Amid Canada's largest measles outbreak in more than a decade, experts say this COVID-era tool could help
CBC
As Canada deals with its largest measles outbreak in more than a decade, health experts say a COVID-era tool could help tame the spread.
Wastewater surveillance, which involves testing sewage samples for viral pathogens, became essential during the pandemic. The data helped overwhelmed health officials map out COVID-19's path and better predict the trajectory of cases.
At the time, it was praised as a critical public health tool that could serve as a warning system to keep Canadians safe from future harmful infections. And as the current measles outbreak surpasses 500 cases in Canada, experts say this is the moment where leaning into regional wastewater surveillance would be most helpful.
And yet, public health officials aren't actively using this tool to test for measles.
In fact, wastewater surveillance has been scaled back in Ontario, a current measles hotspot, which scrapped its program last summer. The province said it would instead rely on the Public Health Agency of Canada (PHAC), which has a wastewater monitoring dashboard that compiles data from multiple sites across the country.
But PHAC's dashboard currently doesn't track the measles virus. A spokesperson told CBC News the agency tracks weekly measles case counts and publishes them online, but that there are "no plans" for additional monitoring through wastewater. Measles has been placed at the highest standard for monitoring cases, it said, as a "nationally notifiable disease in Canada."
Like COVID-19, measles patients can sometimes be asymptomatic but still contagious, meaning the cases reported now are likely an underestimate.

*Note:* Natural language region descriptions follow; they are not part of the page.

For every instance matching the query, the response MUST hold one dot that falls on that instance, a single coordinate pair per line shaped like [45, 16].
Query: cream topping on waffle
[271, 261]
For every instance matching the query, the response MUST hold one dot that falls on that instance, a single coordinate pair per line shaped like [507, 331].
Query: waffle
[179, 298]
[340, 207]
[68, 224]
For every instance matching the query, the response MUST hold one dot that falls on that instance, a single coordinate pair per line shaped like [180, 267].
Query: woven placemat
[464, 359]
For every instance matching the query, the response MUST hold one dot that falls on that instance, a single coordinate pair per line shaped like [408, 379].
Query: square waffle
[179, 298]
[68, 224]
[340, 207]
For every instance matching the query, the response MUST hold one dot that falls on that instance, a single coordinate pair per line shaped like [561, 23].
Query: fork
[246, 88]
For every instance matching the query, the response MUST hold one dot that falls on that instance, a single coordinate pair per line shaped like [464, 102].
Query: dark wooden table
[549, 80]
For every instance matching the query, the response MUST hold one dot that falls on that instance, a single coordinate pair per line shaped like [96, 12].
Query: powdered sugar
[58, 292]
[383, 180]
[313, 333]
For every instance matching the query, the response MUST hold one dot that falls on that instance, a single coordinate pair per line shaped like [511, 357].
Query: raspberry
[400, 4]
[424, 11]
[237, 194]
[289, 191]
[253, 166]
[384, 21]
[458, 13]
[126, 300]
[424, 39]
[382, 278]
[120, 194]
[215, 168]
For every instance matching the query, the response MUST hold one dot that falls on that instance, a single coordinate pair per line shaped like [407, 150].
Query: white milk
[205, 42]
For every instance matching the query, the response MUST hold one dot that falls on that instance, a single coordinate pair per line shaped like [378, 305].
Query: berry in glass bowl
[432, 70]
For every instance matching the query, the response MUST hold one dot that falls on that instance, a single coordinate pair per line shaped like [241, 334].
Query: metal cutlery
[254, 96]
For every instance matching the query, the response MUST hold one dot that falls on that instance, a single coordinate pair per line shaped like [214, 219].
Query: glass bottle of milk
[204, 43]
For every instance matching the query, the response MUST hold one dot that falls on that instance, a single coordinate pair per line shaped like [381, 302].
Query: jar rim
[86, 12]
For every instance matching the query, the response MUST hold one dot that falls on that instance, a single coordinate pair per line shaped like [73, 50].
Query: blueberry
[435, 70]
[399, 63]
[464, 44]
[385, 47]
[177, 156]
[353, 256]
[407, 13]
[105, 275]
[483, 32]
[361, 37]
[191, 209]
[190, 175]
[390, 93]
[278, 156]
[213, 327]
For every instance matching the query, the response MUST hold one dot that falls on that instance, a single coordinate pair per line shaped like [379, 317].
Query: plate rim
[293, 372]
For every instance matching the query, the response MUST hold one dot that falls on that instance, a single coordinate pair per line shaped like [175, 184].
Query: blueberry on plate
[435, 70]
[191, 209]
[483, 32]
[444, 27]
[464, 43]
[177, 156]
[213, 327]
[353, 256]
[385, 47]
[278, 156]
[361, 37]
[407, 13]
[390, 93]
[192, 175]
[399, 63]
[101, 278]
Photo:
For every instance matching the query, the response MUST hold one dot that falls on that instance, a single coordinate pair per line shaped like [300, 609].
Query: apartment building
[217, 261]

That's where wastewater surveillance could have a major impact.
"We could identify the wastewater catchment areas where the measles virus might be spreading and then put in public health measures that would make a huge difference," said Eric Arts, a microbiology professor at Western University.

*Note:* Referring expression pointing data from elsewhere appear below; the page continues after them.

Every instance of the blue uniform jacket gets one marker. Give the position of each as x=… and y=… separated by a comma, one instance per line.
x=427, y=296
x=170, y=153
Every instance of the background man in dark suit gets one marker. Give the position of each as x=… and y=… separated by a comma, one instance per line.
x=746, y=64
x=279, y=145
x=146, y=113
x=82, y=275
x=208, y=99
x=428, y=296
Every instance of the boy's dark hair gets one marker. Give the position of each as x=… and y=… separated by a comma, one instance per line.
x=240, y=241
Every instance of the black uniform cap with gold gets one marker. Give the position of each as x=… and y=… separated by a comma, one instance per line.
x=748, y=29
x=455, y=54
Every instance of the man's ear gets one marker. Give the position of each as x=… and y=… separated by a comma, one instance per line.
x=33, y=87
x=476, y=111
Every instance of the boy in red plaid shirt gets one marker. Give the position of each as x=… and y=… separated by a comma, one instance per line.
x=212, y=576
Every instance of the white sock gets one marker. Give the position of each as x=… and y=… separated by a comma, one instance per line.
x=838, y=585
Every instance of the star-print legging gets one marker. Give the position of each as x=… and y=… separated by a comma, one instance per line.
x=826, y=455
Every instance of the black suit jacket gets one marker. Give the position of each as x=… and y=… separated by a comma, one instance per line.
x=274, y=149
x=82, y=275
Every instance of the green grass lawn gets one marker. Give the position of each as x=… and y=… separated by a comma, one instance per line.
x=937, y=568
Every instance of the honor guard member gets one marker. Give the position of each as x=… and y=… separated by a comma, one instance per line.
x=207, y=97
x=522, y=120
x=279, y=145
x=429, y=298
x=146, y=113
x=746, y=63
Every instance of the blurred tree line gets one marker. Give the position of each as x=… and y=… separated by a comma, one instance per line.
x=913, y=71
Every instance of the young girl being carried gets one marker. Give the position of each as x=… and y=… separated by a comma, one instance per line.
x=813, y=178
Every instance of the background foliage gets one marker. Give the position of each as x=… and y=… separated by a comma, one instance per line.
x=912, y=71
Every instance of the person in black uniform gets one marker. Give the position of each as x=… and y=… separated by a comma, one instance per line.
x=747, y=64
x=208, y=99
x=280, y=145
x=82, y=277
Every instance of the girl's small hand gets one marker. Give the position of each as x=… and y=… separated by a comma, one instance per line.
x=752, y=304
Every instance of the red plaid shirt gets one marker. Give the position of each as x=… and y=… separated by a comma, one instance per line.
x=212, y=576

For example, he says in areas where they detect high amounts of the virus, public health could ramp up vaccination or education campaigns.
A study published out of Ottawa earlier this year highlighted the potential of monitoring measles in this way and found that it complements other public health interventions.
Mike McKay, director of the Great Lakes Institute for Environmental Research (GLIER) in Windsor, Ont., has been testing wastewater for COVID-19 since the early days of the pandemic.
His team has a formal funding agreement with PHAC to look for COVID-19, the flu and respiratory syncytial virus (RSV).
And as of last year, health officials across the border in Detroit asked them to test weekly wastewater samples for measles.
In February, he said his team started doing the same in southwestern Ontario.